Glycoprotein 96-Mediated Presentation of Human Immunodeficiency Virus Type 1 (HIV-1)-Specific Human Leukocyte Antigen Class I-Restricted Peptide and Humoral Immune Responses to HIV-1 p24{triangledown}

XiaoYan Gong,1 WeiWei Gai,1 JunQiang Xu,1 Wei Zhou,1 and Po Tien1,2*

Modern Virology Research Center, State Key Laboratory of Virology, College of Life Sciences, Wuhan University, Wuhan 430072, China,1 Center for Molecular Virology, CAS Key Laboratory of Pathogenic Microbiology and Immunology, Institute of Microbiology, Chinese Academy of Sciences, Beijing 100101, China2

Received 11 April 2009/ Returned for modification 6 May 2009/ Accepted 15 September 2009

Viral antigens complexed to heat shock proteins (HSPs) can enhance antiviral immunity. The present study evaluated the immunogenicity of a novel human immunodeficiency virus type 1B' (HIV-1B')-specific, human leukocyte antigen A2 (HLA-A2)-restricted peptide (FLQSRPEPTA, Gag448-457) and the cellular immune adjuvant effect of HSP gp96 using the HLA-A2 transgenic mouse model. It was found that gp96 could augment cytotoxic-T-lymphocyte responses specific for the 10-mer peptide of HIV-1B'. This study also evaluated the humoral immune adjuvant effect of HSP gp96 and its N-terminal fragment (N336) and found that immunization of BALB/c mice with a mixture of gp96 or its N-terminal fragment and HIV-1 p24 antigen or with an p24-N336 fusion protein resulted in a significant increase in anti-HIV p24 antibody titer. These results demonstrate the possibility of using gp96 and its N fragment as adjuvants to augment cellular and humoral immune responses against HIV-1 infection.

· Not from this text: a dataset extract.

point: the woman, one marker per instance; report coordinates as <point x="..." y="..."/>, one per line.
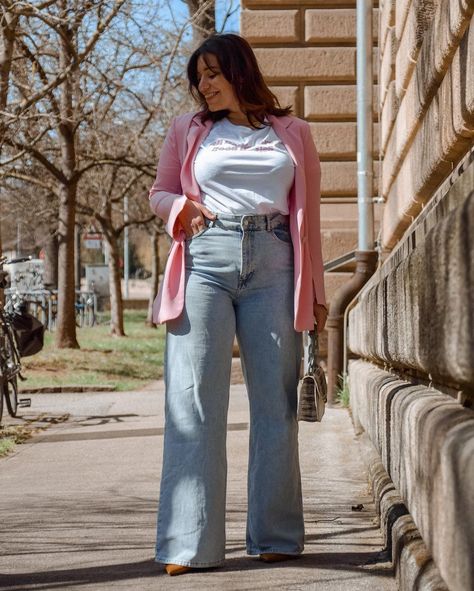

* Corresponding author. Mailing address: Center for Molecular Virology, CAS Key Laboratory of Pathogenic Microbiology and Immunology, Institute of Microbiology, Chinese Academy of Sciences, Beijing 100101, China. Phone: 86-10-64807520. Fax: 86-10-64807381. E-mail: tienpo{at}sun.im.ac.cn

{triangledown} Published ahead of print on 23 September 2009.

Clinical and Vaccine Immunology, November 2009, p. 1595-1600, Vol. 16, No. 11
1071-412X/09/$08.00+0     doi:10.1128/CVI.00160-09
Copyright © 2009, American Society for Microbiology. All Rights Reserved.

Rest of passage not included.